A few weeks back I had a bone to pick, or as they say in German, a hen to pluck, with Libération’s Brussels correspondent Jean Quatremer after he had mounted one of his traditional hobby horses and bemoaned the excess of rosbifs speaking English at the European Commission. However, Monsieur Quatremer hits the nail on the head most days, calling spades spades, and, as the French say, cats cats; none more so this week with his welcome corrective to all the lachrymose homages to Polish president Lech Kaczynski following his death in Saturday’s Smolensk air disaster.
Promisingly entitled “Death of a Nationalist Reactionary”, Quatremer is amazed that death has transformed "this reactionary, bigoted, eurosceptic and brutal man, who was the worst president which Poland ever had, into a veritable icon... It was while his brother was prime-minister that he gave the true measure of himself.

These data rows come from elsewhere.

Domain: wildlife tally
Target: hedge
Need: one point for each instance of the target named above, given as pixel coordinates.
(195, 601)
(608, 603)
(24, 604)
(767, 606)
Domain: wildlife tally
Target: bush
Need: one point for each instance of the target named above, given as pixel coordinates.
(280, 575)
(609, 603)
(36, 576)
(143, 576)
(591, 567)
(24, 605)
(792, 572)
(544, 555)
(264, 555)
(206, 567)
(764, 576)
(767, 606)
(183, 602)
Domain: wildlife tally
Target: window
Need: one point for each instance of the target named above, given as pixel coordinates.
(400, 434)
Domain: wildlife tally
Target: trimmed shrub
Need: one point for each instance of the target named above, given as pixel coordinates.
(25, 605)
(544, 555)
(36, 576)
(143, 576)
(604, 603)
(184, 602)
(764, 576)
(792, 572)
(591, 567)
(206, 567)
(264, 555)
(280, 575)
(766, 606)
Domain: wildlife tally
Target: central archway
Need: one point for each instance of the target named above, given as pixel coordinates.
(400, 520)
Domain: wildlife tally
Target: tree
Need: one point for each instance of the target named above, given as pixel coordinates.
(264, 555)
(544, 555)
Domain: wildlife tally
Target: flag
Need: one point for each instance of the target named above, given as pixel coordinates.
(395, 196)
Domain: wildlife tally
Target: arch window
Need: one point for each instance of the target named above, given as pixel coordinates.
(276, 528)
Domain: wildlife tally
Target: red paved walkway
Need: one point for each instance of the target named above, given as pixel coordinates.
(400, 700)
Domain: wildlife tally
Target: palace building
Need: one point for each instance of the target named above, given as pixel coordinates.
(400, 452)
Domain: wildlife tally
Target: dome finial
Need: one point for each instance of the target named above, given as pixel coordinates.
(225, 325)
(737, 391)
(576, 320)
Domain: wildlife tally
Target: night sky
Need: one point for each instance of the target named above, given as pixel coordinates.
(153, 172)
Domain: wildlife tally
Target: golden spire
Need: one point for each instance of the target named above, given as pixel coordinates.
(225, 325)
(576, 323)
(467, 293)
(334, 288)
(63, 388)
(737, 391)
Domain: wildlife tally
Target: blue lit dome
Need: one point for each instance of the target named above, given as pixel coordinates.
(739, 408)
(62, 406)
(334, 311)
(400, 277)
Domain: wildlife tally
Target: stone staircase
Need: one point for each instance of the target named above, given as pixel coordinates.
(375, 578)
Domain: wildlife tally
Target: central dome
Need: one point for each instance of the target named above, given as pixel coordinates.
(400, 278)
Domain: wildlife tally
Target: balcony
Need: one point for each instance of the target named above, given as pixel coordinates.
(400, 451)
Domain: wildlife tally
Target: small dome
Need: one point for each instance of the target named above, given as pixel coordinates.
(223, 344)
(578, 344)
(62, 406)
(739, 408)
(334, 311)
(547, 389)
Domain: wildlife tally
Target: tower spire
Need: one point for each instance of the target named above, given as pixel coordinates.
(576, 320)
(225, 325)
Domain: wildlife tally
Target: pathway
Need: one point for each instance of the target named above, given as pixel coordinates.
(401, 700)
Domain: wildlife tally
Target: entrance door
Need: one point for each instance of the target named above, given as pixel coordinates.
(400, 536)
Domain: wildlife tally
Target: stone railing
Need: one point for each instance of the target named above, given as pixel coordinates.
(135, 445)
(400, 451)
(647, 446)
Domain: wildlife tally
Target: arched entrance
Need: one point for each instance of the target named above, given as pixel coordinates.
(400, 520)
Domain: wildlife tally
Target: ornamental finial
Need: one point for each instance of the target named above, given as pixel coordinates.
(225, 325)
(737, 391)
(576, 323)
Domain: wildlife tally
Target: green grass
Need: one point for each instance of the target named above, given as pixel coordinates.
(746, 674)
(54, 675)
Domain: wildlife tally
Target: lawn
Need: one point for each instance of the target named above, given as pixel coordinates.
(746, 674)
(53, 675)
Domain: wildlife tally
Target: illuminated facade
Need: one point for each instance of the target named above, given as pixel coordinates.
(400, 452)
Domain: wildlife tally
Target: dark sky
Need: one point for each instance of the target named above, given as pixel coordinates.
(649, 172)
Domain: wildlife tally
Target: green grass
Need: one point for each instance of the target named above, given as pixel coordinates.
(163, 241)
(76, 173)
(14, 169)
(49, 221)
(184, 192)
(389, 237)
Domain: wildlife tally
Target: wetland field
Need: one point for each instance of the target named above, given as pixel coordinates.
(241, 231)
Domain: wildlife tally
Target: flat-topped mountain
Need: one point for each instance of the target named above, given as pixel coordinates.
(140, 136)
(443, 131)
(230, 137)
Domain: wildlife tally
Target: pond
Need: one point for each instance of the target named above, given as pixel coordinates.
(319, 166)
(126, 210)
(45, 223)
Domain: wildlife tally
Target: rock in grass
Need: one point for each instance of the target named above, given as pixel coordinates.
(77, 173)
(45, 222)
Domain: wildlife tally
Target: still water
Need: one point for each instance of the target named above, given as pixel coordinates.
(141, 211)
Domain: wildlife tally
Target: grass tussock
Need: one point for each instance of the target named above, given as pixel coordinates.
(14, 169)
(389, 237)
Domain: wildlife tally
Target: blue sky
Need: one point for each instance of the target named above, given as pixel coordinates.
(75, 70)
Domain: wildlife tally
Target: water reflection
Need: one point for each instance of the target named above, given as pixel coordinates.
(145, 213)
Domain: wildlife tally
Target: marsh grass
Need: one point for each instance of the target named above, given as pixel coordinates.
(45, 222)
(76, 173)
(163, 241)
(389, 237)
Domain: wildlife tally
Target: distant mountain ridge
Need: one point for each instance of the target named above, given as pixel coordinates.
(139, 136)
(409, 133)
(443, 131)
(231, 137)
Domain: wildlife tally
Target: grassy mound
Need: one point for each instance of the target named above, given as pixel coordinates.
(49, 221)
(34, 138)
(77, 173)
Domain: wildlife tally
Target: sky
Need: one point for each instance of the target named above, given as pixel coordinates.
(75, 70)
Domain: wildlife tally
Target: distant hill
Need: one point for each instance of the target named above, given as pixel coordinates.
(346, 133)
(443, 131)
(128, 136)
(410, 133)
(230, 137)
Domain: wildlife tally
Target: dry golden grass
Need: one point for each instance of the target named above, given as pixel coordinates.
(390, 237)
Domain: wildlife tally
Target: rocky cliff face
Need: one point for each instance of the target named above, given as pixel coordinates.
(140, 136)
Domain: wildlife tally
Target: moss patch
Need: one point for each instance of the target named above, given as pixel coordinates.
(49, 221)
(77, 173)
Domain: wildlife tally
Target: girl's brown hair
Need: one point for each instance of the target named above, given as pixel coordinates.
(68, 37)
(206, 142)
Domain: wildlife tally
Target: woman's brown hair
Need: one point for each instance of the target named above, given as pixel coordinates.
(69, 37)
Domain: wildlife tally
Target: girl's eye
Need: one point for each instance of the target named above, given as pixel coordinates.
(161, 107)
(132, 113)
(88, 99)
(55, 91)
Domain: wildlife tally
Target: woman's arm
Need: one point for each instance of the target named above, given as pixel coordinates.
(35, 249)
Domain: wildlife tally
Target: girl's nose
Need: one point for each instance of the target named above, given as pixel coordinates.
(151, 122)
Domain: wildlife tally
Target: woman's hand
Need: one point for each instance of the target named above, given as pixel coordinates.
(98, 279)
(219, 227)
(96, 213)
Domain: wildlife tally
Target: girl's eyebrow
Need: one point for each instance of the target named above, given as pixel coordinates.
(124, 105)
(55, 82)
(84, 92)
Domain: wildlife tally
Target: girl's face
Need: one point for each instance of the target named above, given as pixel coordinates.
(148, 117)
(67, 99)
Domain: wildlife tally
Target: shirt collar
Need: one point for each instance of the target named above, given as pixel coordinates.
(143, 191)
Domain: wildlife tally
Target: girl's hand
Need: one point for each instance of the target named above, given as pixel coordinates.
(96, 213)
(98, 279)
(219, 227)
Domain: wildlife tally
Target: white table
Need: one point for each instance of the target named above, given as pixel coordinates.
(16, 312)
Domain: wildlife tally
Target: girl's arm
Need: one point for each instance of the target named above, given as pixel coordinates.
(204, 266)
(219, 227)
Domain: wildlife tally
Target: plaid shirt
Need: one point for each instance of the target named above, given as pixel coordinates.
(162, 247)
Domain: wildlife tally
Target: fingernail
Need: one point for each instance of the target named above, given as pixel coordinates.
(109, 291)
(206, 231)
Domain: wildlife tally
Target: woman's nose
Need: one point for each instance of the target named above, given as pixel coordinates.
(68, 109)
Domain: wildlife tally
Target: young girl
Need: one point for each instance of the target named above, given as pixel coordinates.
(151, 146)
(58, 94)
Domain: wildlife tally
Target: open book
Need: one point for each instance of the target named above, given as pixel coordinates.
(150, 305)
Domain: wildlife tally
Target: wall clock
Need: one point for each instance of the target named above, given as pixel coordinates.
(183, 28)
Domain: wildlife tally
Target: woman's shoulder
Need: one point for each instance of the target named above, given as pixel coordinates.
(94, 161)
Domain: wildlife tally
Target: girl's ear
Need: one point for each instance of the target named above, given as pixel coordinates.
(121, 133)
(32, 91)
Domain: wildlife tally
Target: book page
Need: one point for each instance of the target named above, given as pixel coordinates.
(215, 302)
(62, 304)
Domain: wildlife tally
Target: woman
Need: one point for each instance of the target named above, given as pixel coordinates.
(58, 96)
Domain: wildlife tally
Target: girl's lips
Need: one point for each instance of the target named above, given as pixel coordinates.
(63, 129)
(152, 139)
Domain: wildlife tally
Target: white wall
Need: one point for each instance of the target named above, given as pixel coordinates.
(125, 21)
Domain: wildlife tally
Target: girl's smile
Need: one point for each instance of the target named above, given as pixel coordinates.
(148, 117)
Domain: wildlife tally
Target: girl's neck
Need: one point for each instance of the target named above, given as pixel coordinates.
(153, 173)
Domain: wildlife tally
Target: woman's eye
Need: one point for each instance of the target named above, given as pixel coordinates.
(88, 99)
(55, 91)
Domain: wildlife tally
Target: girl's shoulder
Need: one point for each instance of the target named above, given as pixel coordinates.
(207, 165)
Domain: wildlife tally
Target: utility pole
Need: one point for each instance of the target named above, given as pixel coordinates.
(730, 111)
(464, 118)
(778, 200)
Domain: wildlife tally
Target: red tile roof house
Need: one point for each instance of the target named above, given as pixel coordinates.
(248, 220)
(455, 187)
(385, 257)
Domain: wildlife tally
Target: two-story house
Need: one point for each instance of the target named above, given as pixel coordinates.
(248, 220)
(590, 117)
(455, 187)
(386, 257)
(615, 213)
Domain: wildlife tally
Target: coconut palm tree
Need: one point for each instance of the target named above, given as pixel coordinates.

The two brother governed with the League of Families, a small anti-Semitic, xenophobic, violently reactionary party they protected. Authoritarian, little concerned with public liberties, they ruined the lives of hundreds of people throwing themselves into a fantasy witch-hunt of former communists.” Quatremer also quotes a European leader who described the Kaczynski twins as in need of some “good psychoanalysis.”
The article comes with a health warning, and regrets that the death of the legendary Anna Walentynowicz of Solidarity gave rise to fewer and less profuse hommages. “Let’s just hope that Lech’s death won’t mean that Jaroslaw gets elected in his place, the latter being even worse than his twin.” And so say some, though perhaps not all, of us.